More to come on this.

14 comments:

Rebecca said...

I love that you are doing this! And that you will tell us your stories. I come from a family of wild, gypsy type people...artists, writers, high strung scotsmen and women. I've wanted to do ancestry for a long time. My mom loved doing it before I lost her so long ago. But, I'm afraid to start...I'm afraid I may never come back.

Leiah said...

I found our recently that Jonathan Harrington, one of the first casualties in the American Revolution (Battle of Lexington & Concord), is an ancestor on my maternal grandmother's side of the family. I also discovered her paternal grandfather was a Confederate veteran who served in the LA Infantry, Company K. Who knew grandma had such a fascinating legacy? Can't wait to read William's journey!

Melodee said...

The older I get the more I find myself looking back and wanting to know more about my ancestors (I have a William in there too). I look forward to hearing your stories.

Brin said...

Wow. That's so how I kinda look at it, too. But I'm going ahead. Do it with me if you feel so inclined? Maybe it's something you could do for both your mom and yourself.... Either way, thanks for chiming in. :)

Brin said...

That is SO COOL!! AMs quite a legacy of bravery and sacrifice. Thanks for sharing that. If you find out more, tell us, please...if you want. And thanks for the kind words.

Brin said...

Ditto. I wonder what our Williams were up to? I'm excited to find out. Thanks for reading, and thanks for the encouragement. :)

Brin said...

AMs= that's. Autocorrect. Sheesh. :)

Sue Neitzel said...

My Mum was born and raised in England and I'd love to trace that side of my family one day! I do believe this belonging comes with age, putting roots down and adding a family, happy tracing!

Terri Steffes said...

I am eager to read your stories. My family has stories, too, back to England. I am a DAR and I love the history connection.

Brin said...

For some reason, Blogger didn't put my replies under the corresponding comments. Grrrr. Sorry about that, y'all! :/

Rebecca said...

Oh Brin... I meant to tell you about our William too...my mom was able to trace her family back to William the Bruce of Scotland.
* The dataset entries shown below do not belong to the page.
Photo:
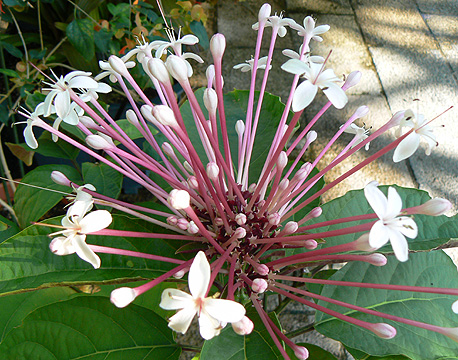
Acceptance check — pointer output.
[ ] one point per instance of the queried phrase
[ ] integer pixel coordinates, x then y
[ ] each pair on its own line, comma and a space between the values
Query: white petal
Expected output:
199, 276
394, 204
95, 221
406, 147
399, 245
182, 319
224, 310
295, 66
376, 199
84, 251
336, 95
174, 299
379, 235
304, 95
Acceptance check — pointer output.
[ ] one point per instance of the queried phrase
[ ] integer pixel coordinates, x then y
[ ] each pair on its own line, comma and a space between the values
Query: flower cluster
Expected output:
238, 226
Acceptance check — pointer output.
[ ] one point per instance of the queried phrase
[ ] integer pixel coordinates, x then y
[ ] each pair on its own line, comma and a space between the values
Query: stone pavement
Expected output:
407, 51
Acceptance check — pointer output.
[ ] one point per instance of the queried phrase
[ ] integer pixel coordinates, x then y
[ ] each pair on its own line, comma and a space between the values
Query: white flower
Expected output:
277, 22
361, 134
248, 65
391, 227
315, 78
59, 92
410, 144
212, 313
77, 224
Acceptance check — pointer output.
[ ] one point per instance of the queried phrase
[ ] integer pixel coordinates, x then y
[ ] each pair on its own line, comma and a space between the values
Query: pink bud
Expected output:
123, 296
179, 199
177, 68
210, 100
217, 46
118, 65
165, 115
240, 219
434, 207
212, 170
158, 70
383, 330
60, 178
301, 352
259, 285
264, 12
132, 118
243, 327
290, 228
182, 224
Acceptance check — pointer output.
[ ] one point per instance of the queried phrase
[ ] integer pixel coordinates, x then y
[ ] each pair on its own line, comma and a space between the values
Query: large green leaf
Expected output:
80, 32
432, 230
229, 345
27, 263
235, 105
89, 327
432, 269
30, 203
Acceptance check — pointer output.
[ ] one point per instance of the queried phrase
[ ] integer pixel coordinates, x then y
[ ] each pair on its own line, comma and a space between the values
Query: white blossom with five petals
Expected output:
391, 227
213, 313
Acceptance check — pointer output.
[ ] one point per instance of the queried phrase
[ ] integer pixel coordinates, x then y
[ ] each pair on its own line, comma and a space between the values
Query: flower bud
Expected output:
259, 285
88, 122
132, 118
383, 330
243, 327
240, 219
100, 142
165, 115
118, 65
123, 296
264, 12
179, 199
192, 228
210, 100
158, 70
352, 79
434, 207
212, 170
182, 224
239, 127
240, 233
217, 46
301, 352
192, 182
60, 178
274, 219
177, 68
290, 228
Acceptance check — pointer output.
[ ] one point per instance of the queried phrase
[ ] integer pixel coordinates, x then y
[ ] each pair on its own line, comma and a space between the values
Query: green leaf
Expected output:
431, 269
30, 203
432, 230
198, 29
235, 104
106, 180
229, 345
60, 149
9, 72
80, 33
90, 327
27, 263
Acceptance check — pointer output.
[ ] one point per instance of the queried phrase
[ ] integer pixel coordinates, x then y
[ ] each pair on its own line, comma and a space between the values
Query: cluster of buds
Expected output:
238, 225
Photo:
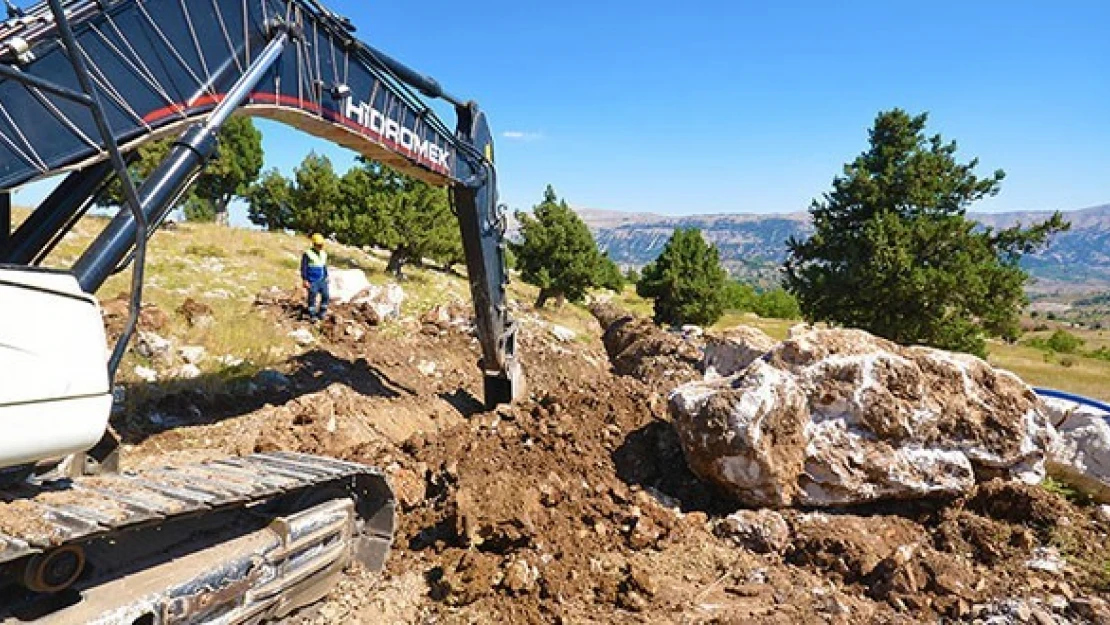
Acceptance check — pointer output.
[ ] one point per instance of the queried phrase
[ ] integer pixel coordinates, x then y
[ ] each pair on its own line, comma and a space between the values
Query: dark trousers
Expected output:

I guess, depending on what side of the fence you sit on, that may or may not be something to be proud of...but she use to laugh and tell us we were princesses many times removed. This post has made me think about my mom alot. :) Thank you.

Durf said...

Yeah, I definitely feel a connection to the past. My past is in Rhode Island, where my ancestors settled in the 1600's in Tiverton, then moved to Fall River, Mass. Then to the Berkshires (western Mass.). I don't feel that I could ever leave New England.

Adrienne said...

I've only been to a bit of the corner of Texas for overnight. It was with a choir I was part of in college. On tour, we just stopped, sang, spent the night and were gone. So I can't really say I've been to Texas. But my heart longs to do that some day when my sweetheart and I are free to travel. I can't wait to hear more of your story. I've been feeling a nudge to research more of mine and tell it, too. It's an important part of who we are. I'm from hardy, pioneer folks who braved the rigors of much to survive and pass on their strength to me. Thank you for sharing yourself with us. I look forward to everything you share.
~Adrienne~

Sarah said...

That has to be the most precise and heartfelt explanation of the desire to research family history that I have ever read. It's more than just linking name to name. It's about a deep desire to discover their stories, who they are- and in turn, who I am. Thank you for so beautifully voicing the very thing I could never quite find the words to explain!